Open mzaffalon opened 3 years ago
Yes, Cubature works much more in-place for vector-valued integrands than HCubature. It's not just a matter of providing an in-place integrand function, however — a lot of other parts of the code would need to be reworked to operate in-place.
@ChrisRackauckas, do you have any advice here from your experience with DifferentialEquations? .=
doesn't work for scalars or other immutables, so I'm not sure what's the best way to write code that is in-place for vectors but also works for scalars.
(A lot of realistic problems involve more expensive integrands, so that the overhead of the extra allocations matters less.)
I don't have good advice, but I can tell you how we do it in DifferentialEquations.jl. It's not really possible to handle in-place and out-of-place in a single set of functions, so in the internals of the time stepping we have both versions, one optimized for the static array and reverse-mode AD case (since reverse-mode is another case where the array-based operations allocating is helpful), while the other is a fully non-allocating mutating case. For example, look at the implementation of Dormand-Prince:
My idea here is that, in the library we might as well code the fastest thing we can until the compiler can handle it better, but it can't right now. There's too much if inplace, @. x = y else x = @. y
and all of those other edge cases. And you cannot determine it from type information. For example, with reverse-mode AD on Array you want to use out-of-place instead of in-place, so it needs to be a user choice. And in a higher order function, you need to change dx = f(x)
vs f!(dx,x)
(though in theory you could have an API of dx = f!(dx,x)

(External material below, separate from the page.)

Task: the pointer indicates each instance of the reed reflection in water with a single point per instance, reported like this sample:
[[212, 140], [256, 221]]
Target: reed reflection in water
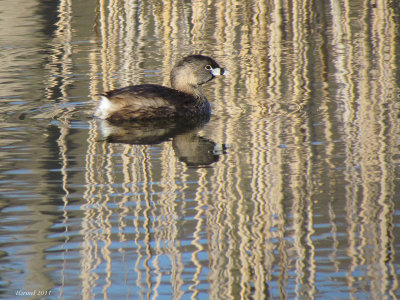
[[290, 190]]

, but that sounds bug-prone IMO).
The next thing to address then is how to automatically detect this. What we do is look at the current method table:
https://github.com/SciML/DiffEqBase.jl/blob/master/src/utils.jl#L1-L46
and then use this to place a type-parameter in the problem construction:
https://github.com/SciML/DiffEqBase.jl/blob/master/src/problems/ode_problems.jl#L72
So then it's type-information after that point. That lets the user override it if necessary, and lets the user add it as a literal to make it type stable. While it feels a little hacky, in practice we've been doing this for 4 years and no one has really ever complained. The breaking scenario is that a user defines f(u,p,t)
, then f(du,u,p,t)
, and then wants the out-of-place behavior but is unwilling to write ODEProblem{false}(...)

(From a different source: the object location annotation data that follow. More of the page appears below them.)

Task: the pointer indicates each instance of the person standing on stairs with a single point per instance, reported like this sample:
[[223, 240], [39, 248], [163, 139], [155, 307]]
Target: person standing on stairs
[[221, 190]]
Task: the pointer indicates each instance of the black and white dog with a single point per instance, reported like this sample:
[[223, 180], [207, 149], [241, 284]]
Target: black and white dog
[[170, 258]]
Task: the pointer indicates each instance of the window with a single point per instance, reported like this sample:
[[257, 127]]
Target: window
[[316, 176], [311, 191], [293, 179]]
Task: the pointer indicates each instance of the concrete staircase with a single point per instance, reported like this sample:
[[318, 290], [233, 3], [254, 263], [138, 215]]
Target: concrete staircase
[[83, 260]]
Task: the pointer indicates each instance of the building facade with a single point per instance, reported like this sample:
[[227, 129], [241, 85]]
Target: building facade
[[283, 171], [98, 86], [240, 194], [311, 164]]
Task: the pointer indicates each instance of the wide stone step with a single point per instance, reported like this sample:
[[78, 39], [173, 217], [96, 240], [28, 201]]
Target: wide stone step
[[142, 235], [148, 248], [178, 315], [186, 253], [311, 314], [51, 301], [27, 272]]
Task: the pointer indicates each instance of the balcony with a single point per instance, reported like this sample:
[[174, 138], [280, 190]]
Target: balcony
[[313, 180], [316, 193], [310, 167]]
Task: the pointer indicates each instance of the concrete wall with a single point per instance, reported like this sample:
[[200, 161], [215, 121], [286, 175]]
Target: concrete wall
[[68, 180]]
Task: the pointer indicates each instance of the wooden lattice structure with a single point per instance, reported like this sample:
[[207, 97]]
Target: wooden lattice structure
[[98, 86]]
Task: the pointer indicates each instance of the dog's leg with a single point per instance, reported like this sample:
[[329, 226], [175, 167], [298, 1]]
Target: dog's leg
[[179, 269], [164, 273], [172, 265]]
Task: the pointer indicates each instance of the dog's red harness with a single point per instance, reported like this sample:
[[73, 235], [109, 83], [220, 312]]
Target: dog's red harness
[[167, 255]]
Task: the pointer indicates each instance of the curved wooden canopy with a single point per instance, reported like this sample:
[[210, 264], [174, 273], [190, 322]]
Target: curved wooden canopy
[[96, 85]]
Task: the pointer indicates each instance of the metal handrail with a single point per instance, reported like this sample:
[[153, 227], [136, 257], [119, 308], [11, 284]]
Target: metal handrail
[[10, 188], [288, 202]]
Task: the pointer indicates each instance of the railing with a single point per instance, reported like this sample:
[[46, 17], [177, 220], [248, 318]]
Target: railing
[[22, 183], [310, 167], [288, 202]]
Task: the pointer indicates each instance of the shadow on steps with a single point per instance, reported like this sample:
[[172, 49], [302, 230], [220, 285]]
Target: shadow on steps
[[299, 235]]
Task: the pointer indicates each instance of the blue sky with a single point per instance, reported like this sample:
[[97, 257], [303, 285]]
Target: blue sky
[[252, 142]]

. In theory that could happen, but it's not something that has shown up in user issues (because normally it's f
vs f!
, etc.) so it has generally worked with only very light documentation of the fact that it could be overrode.

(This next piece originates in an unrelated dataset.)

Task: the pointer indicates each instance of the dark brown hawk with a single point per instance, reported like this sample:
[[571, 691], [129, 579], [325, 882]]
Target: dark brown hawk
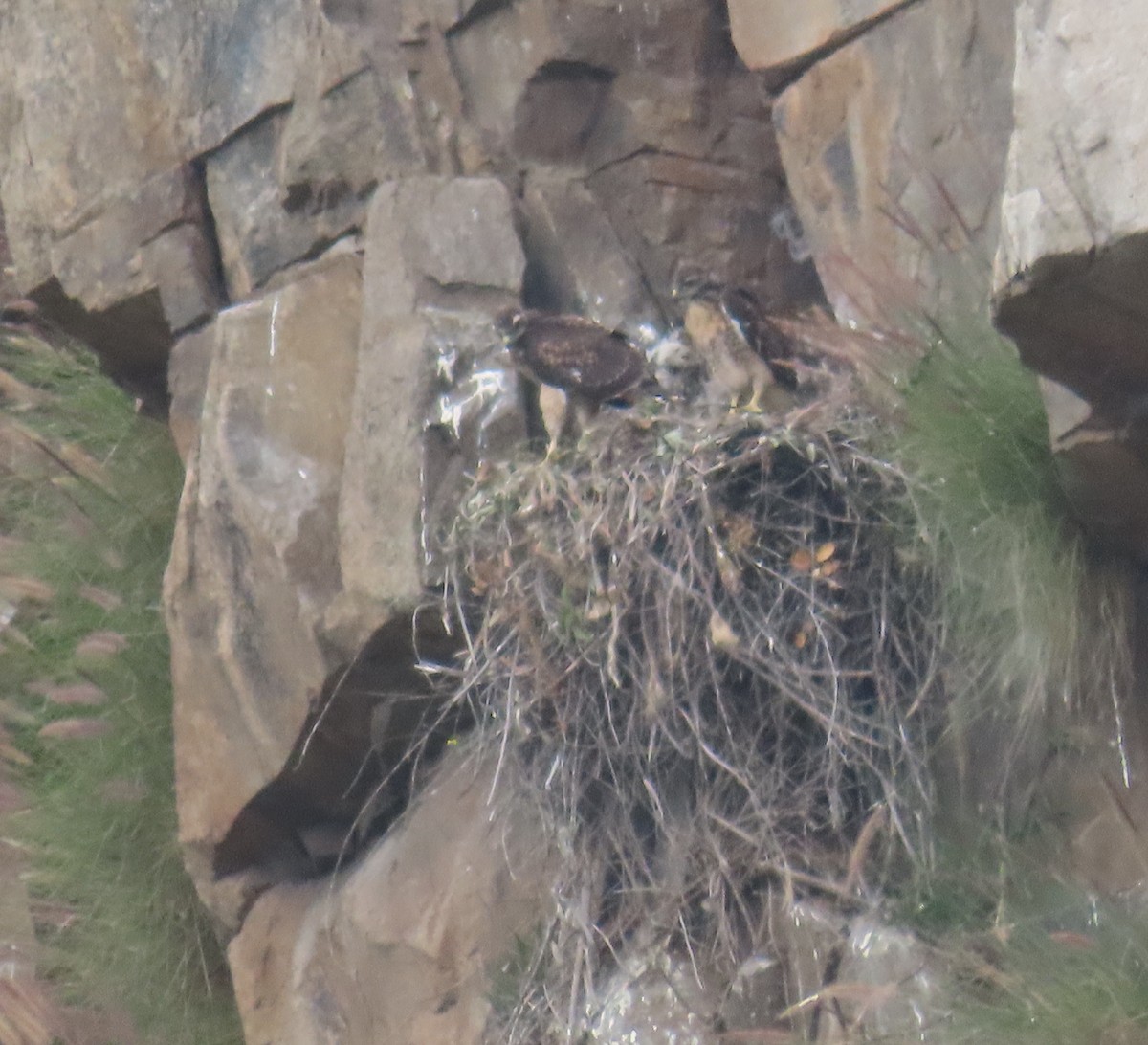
[[588, 363], [743, 350]]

One other semi-important detail is that we pair this with a separate broadcast implementation (@..
) which forces @simd ivdep
for the internal uses where we know the arrays do not alias, and this allows all of the internal operations to be broadcasting and thus support GPUs as well without losing optimality on CPUs.
That's probably not as elegant of an answer as you were hoping for, but I think it's the only real answer to get the most optimal dispatches for the two cases until there's better lifetime management and array freezing in the compiler.
I understand only the first part of your answer and I can try to write a PR to do in-place mutation.
The basic code that would have to be duplicated is the rule evaluation, e.g. here.
We could use a type parameter in the rule construction to say whether we want an in-place rule or not.
I don't think we need to look at the method table. Probably we could just have an interface hcubature!
where the user passes a pre-allocated array to store the integrals, and in this interface we could assume they also passed an in-place function f!(result, x)
, and then pass a parameter to the low-level _hcubature
routine to construct this version of the rule
.
Yes, I agree that in this use case it's overkill to do the methods table reading. (and probably in DiffEq, but by now the interface is set in stone).
If I understand correctly, there should be a function (g::GenzMalik{n,T})(result::AbstractVector{T}, f, a::AbstractVector{T}, b::AbstractVector{T}, norm=norm) where {T}
that duplicates the current code for in-place mutation.
Yes, probably by adding a type parameter to GenzMalik
indicating whether it is in place.
I am integrating
L(f) = \int K.(f .- g(x)) dx
where f is a vector of 100-1000 elements,g
andK
are scalar, the integration is in R^3. The dimension of the codomain ofK
is the same asf
because it is easy to vectorize the computation ofK
.HCubature
does worse thanCubature
, the memory allocation being 100 times that of Cubature (SVector
s do not perform well for large vectors, although it may not have anything to do withSVector
) and 20 times slower. I am not sure if part of the problem is also that Cubature allows one to copy in place the result of the computation.Here is a MWE with the timings on my machine. Is there a workaround or will passing an integrand with an extra argument that accepts an in-place return value be considered?
EDIT: timing with
@benchmark
.